The aim of Ziplign was always to be a minimal implementation of the essential things I want from ACT and nothing more: view two genomes, plus the features listed above. It’s pronounced “zipline” and is a backronym: “Zoomable Interactive Paired-genome aLIGnment Navigator” (or have fun making up your own acronym). I rarely use ACT to view more than two genomes, so early on I decided (to save a lot of implementation pain) to only support two genomes. This is baked in and will not change.
Under the hood
I wanted Ziplign to be cross-platform, which was another reason to use Godot. It can export a project to Windows, Mac, and Linux (and x86 and ARM architecture). It can also make Android and i(pad)OS apps - which I thought about making, but I don’t think it’s possible to get them to run BLAST. It would have been nice to have an ipad app, but it is too locked down to make this practical.
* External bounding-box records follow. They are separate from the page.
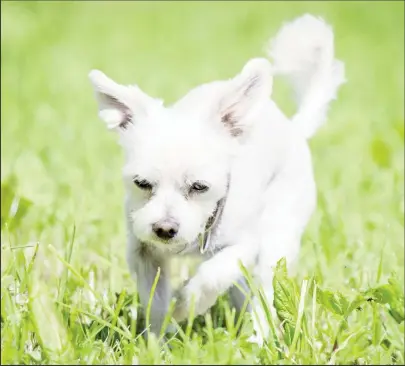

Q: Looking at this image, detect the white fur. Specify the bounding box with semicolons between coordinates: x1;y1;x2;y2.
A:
90;15;344;342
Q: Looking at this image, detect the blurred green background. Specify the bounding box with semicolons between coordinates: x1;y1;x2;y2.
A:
1;1;404;362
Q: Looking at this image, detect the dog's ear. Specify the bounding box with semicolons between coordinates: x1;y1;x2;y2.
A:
219;58;272;136
89;70;151;130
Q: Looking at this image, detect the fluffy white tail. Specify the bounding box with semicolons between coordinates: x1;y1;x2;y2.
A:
268;14;346;138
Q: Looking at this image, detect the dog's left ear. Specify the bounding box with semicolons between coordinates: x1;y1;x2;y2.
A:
219;58;272;136
89;70;153;130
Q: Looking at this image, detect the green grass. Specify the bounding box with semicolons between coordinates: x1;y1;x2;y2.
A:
1;1;404;364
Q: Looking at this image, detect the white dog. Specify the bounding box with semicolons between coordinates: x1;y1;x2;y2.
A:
89;15;345;342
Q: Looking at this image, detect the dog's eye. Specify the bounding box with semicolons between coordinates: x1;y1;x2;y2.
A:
190;182;209;193
134;178;153;191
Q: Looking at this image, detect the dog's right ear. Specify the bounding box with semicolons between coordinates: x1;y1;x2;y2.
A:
89;70;148;130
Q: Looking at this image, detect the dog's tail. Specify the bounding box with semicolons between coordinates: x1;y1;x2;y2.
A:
268;14;346;138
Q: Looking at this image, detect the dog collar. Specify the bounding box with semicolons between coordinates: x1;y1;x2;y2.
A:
199;177;230;254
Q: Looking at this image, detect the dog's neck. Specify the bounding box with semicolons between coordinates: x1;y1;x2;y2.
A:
198;174;230;254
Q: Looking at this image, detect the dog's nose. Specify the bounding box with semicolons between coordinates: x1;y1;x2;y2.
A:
152;220;179;240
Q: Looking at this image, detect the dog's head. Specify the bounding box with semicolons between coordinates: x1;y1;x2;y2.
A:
89;59;271;252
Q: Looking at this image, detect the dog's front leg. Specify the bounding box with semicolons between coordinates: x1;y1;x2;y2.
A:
127;237;171;335
173;240;256;321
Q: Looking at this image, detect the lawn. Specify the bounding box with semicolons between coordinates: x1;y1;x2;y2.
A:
1;1;404;364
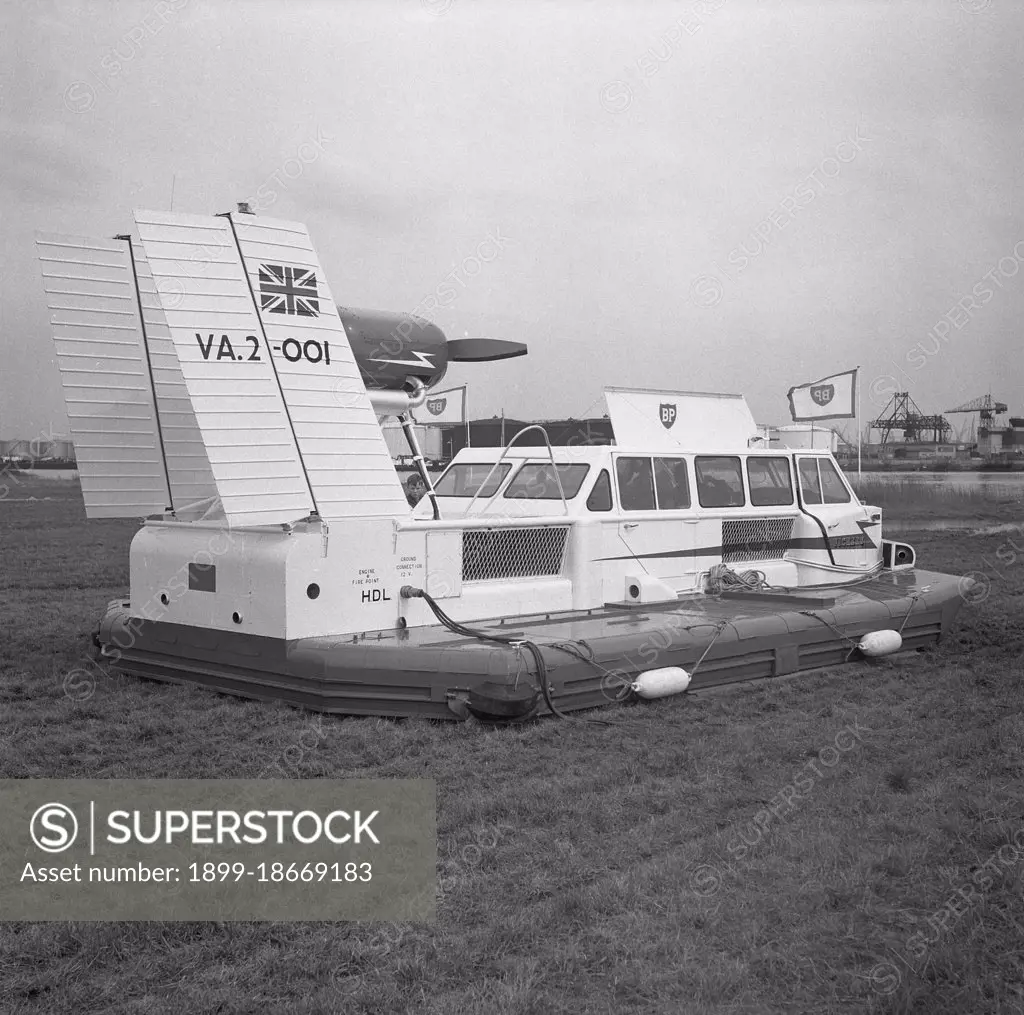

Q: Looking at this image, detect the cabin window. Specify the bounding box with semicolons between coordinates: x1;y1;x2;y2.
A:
746;458;793;507
615;458;654;511
434;462;512;497
654;458;690;511
798;458;821;504
818;458;850;504
587;469;611;511
505;462;590;501
693;456;745;507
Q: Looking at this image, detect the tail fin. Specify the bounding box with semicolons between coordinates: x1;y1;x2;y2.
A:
135;206;409;523
36;232;171;518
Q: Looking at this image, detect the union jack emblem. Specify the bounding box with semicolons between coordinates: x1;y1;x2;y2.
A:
259;264;319;318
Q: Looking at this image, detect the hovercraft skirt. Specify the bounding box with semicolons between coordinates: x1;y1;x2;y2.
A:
97;570;963;719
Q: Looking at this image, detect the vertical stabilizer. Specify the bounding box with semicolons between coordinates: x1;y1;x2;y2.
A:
132;237;223;520
36;232;171;518
228;215;409;519
135;211;314;525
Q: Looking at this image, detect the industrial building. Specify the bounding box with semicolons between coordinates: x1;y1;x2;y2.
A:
0;437;75;467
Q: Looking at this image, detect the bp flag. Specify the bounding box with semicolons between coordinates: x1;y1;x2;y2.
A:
416;384;466;425
790;370;857;423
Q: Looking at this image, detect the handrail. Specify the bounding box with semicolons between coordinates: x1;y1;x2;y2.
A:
465;423;569;518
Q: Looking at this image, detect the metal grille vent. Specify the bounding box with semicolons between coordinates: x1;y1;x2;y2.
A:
722;518;793;564
462;525;569;582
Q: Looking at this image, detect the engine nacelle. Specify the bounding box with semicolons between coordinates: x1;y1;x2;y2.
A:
338;307;526;392
338;307;449;391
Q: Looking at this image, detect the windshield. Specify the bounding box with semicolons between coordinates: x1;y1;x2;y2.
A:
434;462;512;497
505;463;590;501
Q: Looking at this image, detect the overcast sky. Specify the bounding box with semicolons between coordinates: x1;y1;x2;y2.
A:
0;0;1024;437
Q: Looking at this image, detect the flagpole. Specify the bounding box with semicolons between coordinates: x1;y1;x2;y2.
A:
856;365;861;479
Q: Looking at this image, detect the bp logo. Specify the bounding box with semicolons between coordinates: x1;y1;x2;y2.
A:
811;384;836;406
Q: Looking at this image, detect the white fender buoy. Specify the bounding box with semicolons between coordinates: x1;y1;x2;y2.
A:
632;666;690;697
857;631;903;659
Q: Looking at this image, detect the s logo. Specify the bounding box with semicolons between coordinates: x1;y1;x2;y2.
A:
29;803;78;853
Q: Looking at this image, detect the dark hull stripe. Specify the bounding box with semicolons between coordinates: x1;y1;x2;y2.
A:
596;533;877;560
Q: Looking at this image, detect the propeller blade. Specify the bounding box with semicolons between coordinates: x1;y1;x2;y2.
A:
447;338;526;363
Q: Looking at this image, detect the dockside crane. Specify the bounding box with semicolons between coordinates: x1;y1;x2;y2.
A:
868;391;952;445
945;392;1010;442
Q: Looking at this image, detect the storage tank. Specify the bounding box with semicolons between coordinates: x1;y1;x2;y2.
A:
778;423;839;455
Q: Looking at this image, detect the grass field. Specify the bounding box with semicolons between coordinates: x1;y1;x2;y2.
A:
0;483;1024;1015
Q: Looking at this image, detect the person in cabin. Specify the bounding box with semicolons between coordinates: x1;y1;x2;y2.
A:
406;472;427;507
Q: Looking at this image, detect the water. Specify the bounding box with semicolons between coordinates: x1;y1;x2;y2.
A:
846;468;1024;499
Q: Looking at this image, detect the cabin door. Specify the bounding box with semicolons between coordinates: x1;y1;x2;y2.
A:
797;455;880;567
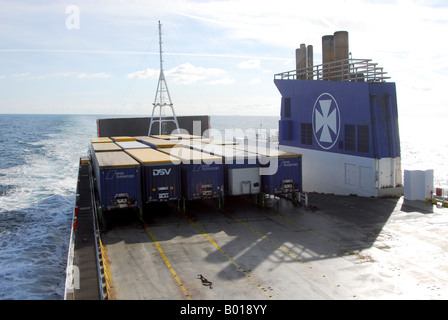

This was my first project using Godot (and indeed a GUI of any kind). Handling all the 2D graphics in Godot is relatively easy, what with it being a game engine. Displaying genomes and BLAST matches was probably the simplest part. The biggest challenge of making Ziplign was the GUI: adding menus, buttons, and then in particular being able to change colour themes etc. Most of this comes down to Ziplign not being a game, but a tool. Although Godot is set up to make such a program (its own IDE is made in Godot), it is primarily for making games.
There is, unsurprisingly, no “bio-Godot”. Seeing as Ziplign would need to run BLAST as a separate program, I decided to offload all the heavy lifting bioinformatics tasks to a separate program as well, called zlhelper. This also needed to be cross-platform, and so is written in the Go programming language. It parses sequence files, handles reading compressed files, runs BLAST and parses its output. The plus side of using Go is that it can compile stand-alone binaries for Windows, macOS and Linux, and both ARM and x86 architecture.